Energy Capital Partners, former owner of the 1,517-MW plant, did not offer it in capacity auctions for 2017/18 and 2018/19 after announcing the plant would close in 2017. Brayton Point was sold last year to Dynegy, which said it would close the plant as scheduled.

FERC previously rejected the union’s challenge to results of FCA 8 on similar grounds. FERC said a non-public investigation by its Office of Enforcement failed to uncover any evidence of wrongdoing.

“This conclusion remains valid for FCA 9,” FERC wrote.

The commission also reiterated its acceptance of the conclusion of ISO-NE’s Internal Market Monitor that no anti-competitive behavior existed before the auction.

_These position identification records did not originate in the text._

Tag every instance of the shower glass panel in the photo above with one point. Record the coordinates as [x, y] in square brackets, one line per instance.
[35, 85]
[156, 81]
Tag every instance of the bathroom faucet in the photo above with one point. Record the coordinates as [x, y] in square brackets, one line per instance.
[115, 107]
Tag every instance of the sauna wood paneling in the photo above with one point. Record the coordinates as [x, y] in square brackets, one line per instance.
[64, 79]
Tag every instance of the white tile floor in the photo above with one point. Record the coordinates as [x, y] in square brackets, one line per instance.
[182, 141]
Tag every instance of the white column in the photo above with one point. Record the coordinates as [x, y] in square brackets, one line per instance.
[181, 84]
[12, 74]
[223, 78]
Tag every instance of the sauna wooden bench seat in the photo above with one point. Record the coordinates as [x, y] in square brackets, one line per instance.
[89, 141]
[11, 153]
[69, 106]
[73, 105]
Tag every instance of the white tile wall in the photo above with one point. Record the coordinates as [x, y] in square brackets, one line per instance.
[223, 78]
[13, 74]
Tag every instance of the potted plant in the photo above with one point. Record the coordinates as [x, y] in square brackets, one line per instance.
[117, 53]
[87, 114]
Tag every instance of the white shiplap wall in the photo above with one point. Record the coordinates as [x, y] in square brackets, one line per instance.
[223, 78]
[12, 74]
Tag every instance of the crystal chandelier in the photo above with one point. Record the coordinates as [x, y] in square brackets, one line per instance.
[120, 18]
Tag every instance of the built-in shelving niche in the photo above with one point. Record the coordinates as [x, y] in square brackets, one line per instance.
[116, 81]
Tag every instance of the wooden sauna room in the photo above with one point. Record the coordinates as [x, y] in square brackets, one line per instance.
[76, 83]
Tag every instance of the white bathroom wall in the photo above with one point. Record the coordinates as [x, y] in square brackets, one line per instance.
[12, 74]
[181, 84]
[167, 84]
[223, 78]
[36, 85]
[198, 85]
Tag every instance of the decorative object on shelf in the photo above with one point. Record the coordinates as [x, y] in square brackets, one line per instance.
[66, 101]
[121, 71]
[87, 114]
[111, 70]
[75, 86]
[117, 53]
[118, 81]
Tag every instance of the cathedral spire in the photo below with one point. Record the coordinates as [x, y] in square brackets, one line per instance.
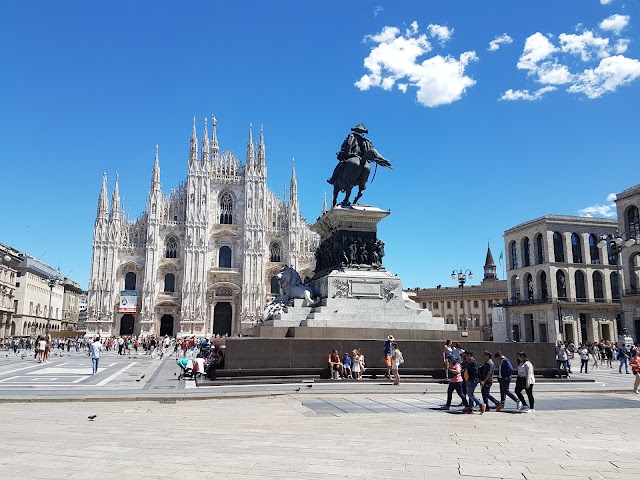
[250, 150]
[103, 205]
[214, 138]
[115, 203]
[155, 176]
[205, 143]
[193, 150]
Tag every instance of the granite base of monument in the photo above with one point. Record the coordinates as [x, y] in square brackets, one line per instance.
[355, 290]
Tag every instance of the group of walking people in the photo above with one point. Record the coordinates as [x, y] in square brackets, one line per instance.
[465, 374]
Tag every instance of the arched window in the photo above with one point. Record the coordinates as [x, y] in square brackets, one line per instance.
[539, 249]
[598, 288]
[561, 284]
[224, 257]
[226, 209]
[615, 286]
[581, 291]
[275, 285]
[130, 281]
[633, 222]
[576, 248]
[169, 282]
[558, 247]
[514, 255]
[528, 281]
[544, 291]
[171, 250]
[594, 251]
[526, 252]
[275, 252]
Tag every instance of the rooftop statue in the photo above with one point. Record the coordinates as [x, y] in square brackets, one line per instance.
[354, 157]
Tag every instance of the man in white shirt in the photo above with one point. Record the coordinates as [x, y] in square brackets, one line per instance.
[96, 348]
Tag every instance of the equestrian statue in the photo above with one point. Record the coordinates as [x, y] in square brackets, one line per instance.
[354, 157]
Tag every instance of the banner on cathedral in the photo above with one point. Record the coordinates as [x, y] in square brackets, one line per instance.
[128, 301]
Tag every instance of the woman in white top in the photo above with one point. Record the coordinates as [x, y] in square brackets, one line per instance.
[397, 361]
[525, 381]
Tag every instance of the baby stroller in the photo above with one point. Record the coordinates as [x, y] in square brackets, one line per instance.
[190, 368]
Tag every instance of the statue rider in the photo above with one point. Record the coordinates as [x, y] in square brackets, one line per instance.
[356, 145]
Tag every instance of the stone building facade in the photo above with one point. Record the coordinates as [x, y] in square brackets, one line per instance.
[201, 260]
[478, 302]
[562, 281]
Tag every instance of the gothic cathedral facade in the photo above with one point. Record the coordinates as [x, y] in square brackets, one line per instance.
[201, 260]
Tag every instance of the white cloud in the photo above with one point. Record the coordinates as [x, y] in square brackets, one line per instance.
[537, 47]
[496, 42]
[586, 45]
[395, 60]
[615, 23]
[440, 32]
[611, 73]
[511, 94]
[598, 210]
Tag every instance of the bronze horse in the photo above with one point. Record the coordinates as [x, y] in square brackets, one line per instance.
[354, 171]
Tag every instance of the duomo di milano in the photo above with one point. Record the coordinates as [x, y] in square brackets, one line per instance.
[201, 260]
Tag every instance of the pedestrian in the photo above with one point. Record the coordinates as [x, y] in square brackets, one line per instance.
[472, 379]
[486, 380]
[505, 370]
[398, 360]
[561, 358]
[96, 348]
[623, 356]
[525, 381]
[455, 382]
[635, 368]
[388, 354]
[583, 351]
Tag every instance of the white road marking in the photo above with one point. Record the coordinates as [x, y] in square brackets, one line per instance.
[111, 377]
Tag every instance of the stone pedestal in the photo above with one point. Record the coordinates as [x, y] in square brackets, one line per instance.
[356, 291]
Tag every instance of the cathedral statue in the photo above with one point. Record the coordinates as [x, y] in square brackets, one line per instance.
[353, 168]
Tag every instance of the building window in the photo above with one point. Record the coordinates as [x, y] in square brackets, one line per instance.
[576, 248]
[171, 250]
[169, 282]
[224, 257]
[558, 247]
[633, 222]
[615, 286]
[526, 252]
[130, 281]
[539, 249]
[581, 291]
[561, 283]
[226, 209]
[598, 290]
[275, 252]
[544, 291]
[594, 251]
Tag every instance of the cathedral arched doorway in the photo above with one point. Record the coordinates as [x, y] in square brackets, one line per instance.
[222, 315]
[126, 324]
[166, 325]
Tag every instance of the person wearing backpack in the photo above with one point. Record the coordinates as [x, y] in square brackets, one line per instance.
[398, 360]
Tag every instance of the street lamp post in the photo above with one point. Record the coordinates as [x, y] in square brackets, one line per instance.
[616, 245]
[461, 276]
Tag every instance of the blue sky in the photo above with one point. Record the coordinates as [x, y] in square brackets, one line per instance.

FERC also rejected the union’s contention that the ISO-NE Tariff requires a determination that a unit is uneconomic before it is allowed to retire.

“The Tariff contains no provision requiring a resource to demonstrate that it is uneconomic before it is allowed to retire, and UWUA does not point to any such provision. There is no test as to whether the unit can economically provide capacity, nor is there a mechanism by which ISO-NE can compel the resource to continue operating under any circumstances,” the commission wrote.

— William Opalka

FERC Accepts Order 1000 Compliance Filing

FERC has accepted NYISO’s fourth Order 1000 compliance filing, turning aside the protests of transmission developers that claimed it unfairly favored incumbent transmission owners (ER13-102-007).

LS Power and NextEra had protested the ISO’s right to terminate development agreements if a force majeure event prevents a non-incumbent developer from completing its project by the in-service date. (See Tx Developers Challenge NYISO, SPP, ISO-NE Order 1000 Filings.)

NYISO and the New York Transmission Owners submitted their fourth Order 1000 compliance filing in May. It included a pro forma development agreement for NYISO’s reliability transmission planning process.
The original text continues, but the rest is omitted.